How and why is this useful? It is useful because we often do not know what triggers emotions. You may be kind and gentle one minute, and in the next find yourself in a place which you do not understand how you got there. A set of impressions triggered you as you are playing through your mental impressions of a lifetime of interactions with people.
A small gesture and an environmental factor such as a noise or a series of little events may have activated the little signposts that put you on a highway of emotions that just has one inevitable end. This behavioural mechanism probably emerged from our Paleo times, when if it kissed back, it should lead to babies and if it bites, well then it was a contest to determine who is supper. Emotions were a train of triggers that told us if we should fight, flight or pro-create.
So, to understand any emotion is not just a matter of the base emotion. What makes you feel a sense of justice, what makes you rise with awe at a beautiful performance? These powerful base emotions that we fuel through art, contest, raw life, loss and inevitability – all are major cities connected by big highways. We do know when we are happy, pensive or when enlightenment strikes.
But these are still towns, less visited but clearly recognisable when we are there.
It is in the alleys and side roads, where there are places that we may have visited once or twice that we sometimes get lost. It is the complex set of emotions that remind you of the time when you were in a contest and there was a particular smell in the air, and someone shouted – that triggers that journey again when you happen to hear a similar shout or such a smell and may force you into thinking your current situation is a contest – when it is not.

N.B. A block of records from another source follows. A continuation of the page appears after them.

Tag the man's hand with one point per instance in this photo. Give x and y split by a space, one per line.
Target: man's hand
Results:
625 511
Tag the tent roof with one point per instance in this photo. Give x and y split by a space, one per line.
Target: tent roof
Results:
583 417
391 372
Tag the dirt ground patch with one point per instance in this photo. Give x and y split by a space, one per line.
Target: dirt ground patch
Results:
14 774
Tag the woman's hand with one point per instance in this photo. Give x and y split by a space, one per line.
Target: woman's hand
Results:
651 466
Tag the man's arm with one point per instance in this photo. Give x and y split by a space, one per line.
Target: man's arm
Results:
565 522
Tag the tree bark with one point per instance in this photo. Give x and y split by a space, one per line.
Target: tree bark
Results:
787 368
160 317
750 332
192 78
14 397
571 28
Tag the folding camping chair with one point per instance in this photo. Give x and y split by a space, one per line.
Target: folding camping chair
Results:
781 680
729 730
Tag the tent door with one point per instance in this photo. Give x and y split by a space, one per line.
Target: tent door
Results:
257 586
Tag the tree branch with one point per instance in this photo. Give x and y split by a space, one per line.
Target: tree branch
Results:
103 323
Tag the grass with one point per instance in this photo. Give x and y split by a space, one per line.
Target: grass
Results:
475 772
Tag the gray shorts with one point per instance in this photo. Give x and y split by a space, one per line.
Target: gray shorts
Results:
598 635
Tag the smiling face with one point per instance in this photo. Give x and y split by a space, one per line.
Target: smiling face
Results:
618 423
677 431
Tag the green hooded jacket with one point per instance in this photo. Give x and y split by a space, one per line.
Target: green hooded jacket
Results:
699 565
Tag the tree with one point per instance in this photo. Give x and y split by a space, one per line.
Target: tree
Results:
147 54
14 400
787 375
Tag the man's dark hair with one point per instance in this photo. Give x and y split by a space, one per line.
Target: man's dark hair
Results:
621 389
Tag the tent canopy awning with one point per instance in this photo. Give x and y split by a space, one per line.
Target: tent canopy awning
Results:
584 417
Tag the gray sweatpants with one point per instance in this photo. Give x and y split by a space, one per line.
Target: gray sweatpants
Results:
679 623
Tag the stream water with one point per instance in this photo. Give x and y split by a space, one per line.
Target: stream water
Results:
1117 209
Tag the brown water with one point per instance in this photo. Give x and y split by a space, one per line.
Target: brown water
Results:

We are ignorant of our own programming as emotions are triggers that get fired to put our minds into a particular state so that we pre-judge our current reality.
In this sense, the emotion robs us of the experience, as it prejudges the experience and forces the end point. It is hard to turn off the highway when you start and you may through small deviations just be adding fuel to a situation, rather than adding the perspective that will allow you to change the course of what is happening.
How can you then change the way that you react as it seems that the older we get, the more we feed the same wolf? And once we start down a path, it seems that there is only one inevitable end? If we are scared all the time, we become more scared over time. If we are happy, we seem to get happier when we are older. But what if it is not real, not useful or not constructive anymore?
It seems that we then need to look carefully at the triggers, and like we would teach a dog to accept food, then to anticipate food, based on different instructions and subsequent actions – so too must we retrain ourselves to respond differently to triggers and to be mindful of the shadows of your past, that can change the colour of our present and future. Sometimes we as humans have to be smarter than dogs and unlearn the dog trick and respond very differently to the same set of triggers.
Just because it is the dominant impression, does it have to be the only impression. In that sense, we must become young and non-judgemental again – so that we can reprogram the way we look at the world around us and overcome our ever-strengthening neural bonds that tell us the way the world works, which may not be the way it works at all.